Facebook VP or Messaging Products David Marcus
Facebook VP of Messaging Products David Marcus Source: Loic LeMeur/Flickr

Ask David Marcus, Facebook’s VP of Messaging Products, which new feature Messenger users want the most, and it’s no contest: group video chat.

“It’s hard to argue group video chat isn’t the next logical step,” the Facebook (FB) executive acknowledged to Yahoo Finance this week.

That follows on the heels of Messenger announcing that over 300 million people now make audio and video calls inside the Messenger app each and every month.

It’s another impressive milestone for Marcus, who recently hit the two-year mark at Facebook following a stint as president of PayPal (PYPL) and CEO of Zong, the mobile payments provider PayPal acquired in 2011 for a reported $240 million in cash.

Since joining the social network to run Messenger, Marcus has expanded the group to about 250 employees and evolved Messenger into a wide-ranging messaging platform that lets users send payments to one another and interact with businesses via bots.

The platform also allows outside developers to augment the Messenger experiences with touches like stickers and animated GIFs.

“We needed more users, and we needed to drive more engagement and drive reach, so that was really the focus,” Marcus admitted. “It was a matter of figuring out, how do we build a product that people want to use everyday? To make it dependable. To make it fast. To make it reliable.”

The results speak for themselves: When Marcus joined, Messenger had fewer than 300 million users. Just two years later, over 1 billion users now message, call or send stickers to one another each and every month.

The path to 1 billion users hasn’t been smooth. Some Facebook users hate change — that’s just fact. Roll out a revamped News Feed or tinker too much with privacy settings, and a subset of users cry foul. Such was the case when Facebook made its Messenger app a mandatory download in summer 2014.

Since then, however, the hubbub has mostly subsided, giving way to rapid user growth as more and more Facebook users warmed to the feature-packed Messenger app.

Marcus says businesses also remain enthusiastic about having a presence on Messenger.
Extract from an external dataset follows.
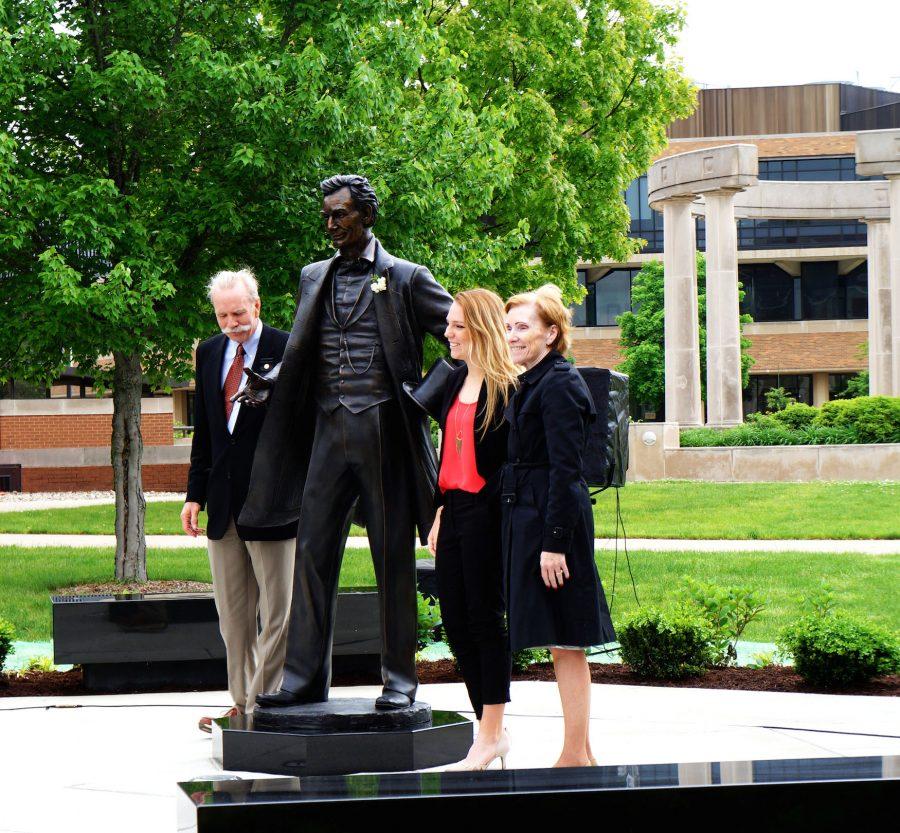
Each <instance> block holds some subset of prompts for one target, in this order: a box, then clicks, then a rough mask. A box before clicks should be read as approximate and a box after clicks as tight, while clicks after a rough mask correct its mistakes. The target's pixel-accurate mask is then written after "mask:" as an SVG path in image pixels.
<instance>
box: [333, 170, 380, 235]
mask: <svg viewBox="0 0 900 833" xmlns="http://www.w3.org/2000/svg"><path fill="white" fill-rule="evenodd" d="M319 188H321V189H322V195H323V196H325V197H327V196H330V195H331V194H333V193H334V192H335V191H340V190H341V188H349V189H350V196H351V197H352V198H353V203H354V205H355V206H356V208H357V210H358V211H362V210H363V208H364V206H367V205H368V206H369V207H370V208H371V209H372V222H371V223H367V226H374V225H375V220H376V218H377V217H378V197H377V196H376V195H375V189H374V188H373V187H372V185H371V184H370V183H369V180H368V179H366V178H365V177H364V176H359V175H358V174H338V175H337V176H332V177H329V178H328V179H323V180H322V181H321V182H320V183H319Z"/></svg>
Love them or loathe them, 30,000 bots now run on Messenger, letting users scout for apartments online via Trulia (TRLA) or consult health professionals with HealthTap. For now, businesses do not pay Facebook for bots on Messenger, but do offer News Feed ads, where developers buy ads that appear in the News Feed. If a user clicks on those ads, they’re shuttled inside Messenger to interact with that business’s bot.

Marcus also points to businesses such as Match.com’s (MTCH) UK arm Meetic, which has built a dating bot named “Laura” inside Messenger that serves up potential dates based on their search criteria. The Facebook executive says Meetic is seeing twice the number of users convert to paid subscriptions on Messenger versus downloading the standard Meetic app or being redirected to Meetic’s mobile website.

“Those types of results are really encouraging, because it shows we bring value,” Marcus adds. “You [developers] can start building a relationship with the user.”